Skin grafts are a primary method of treating severe burns, but they are also used to treat other types of wounds, such as diabetic ulcers and pressure ulcers. To perform the procedure, surgeons cover the wound by grafting skin from another part of your body — usually from an area typically hidden by clothes. The graft is sewn into place and begins growing new blood vessels within a few days. Unlike flap surgery, which involves microsurgery to re-attach blood vessels, a graft relies on the growth of new blood vessels.
Skin substitutes, either temporary or permanent, can be used to close wounds and promote healing. Temporary substitutes can be used to protect the wound from infection, such as before skin grafting, and are usually removed after a few weeks.
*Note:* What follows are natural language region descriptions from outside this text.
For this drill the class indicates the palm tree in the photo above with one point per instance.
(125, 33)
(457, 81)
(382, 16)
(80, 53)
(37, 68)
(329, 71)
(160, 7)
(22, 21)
Permanent skin substitutes are used to replace the full thickness of the skin and improve the quality of the skin at the wound site. Substitutes can be made from live human or animal cells, or made from synthetic materials, such as silicone.
Negative Pressure Wound Therapy
Negative pressure wound therapy involves using a special vacuum dressing to promote wound healing. Our surgeons apply a special foam and drain with a tube before closing the wound. The tube is connected to a vacuum source. The vacuum draws excess fluid from the wound to reduce the risk of infection and increase blood flow to the area.
Growth Factor Therapy
Growth factors are substances in your body that stimulate the growth of cells that promote wound healing. Growth factor therapy uses these substances, such as collagen, keratin and others, to increase the number of wound healing cells and speed up the healing process. Depending on the treatment, growth factors can be applied topically as a gel, as an injection or can be incorporated into wound dressings or skin grafts.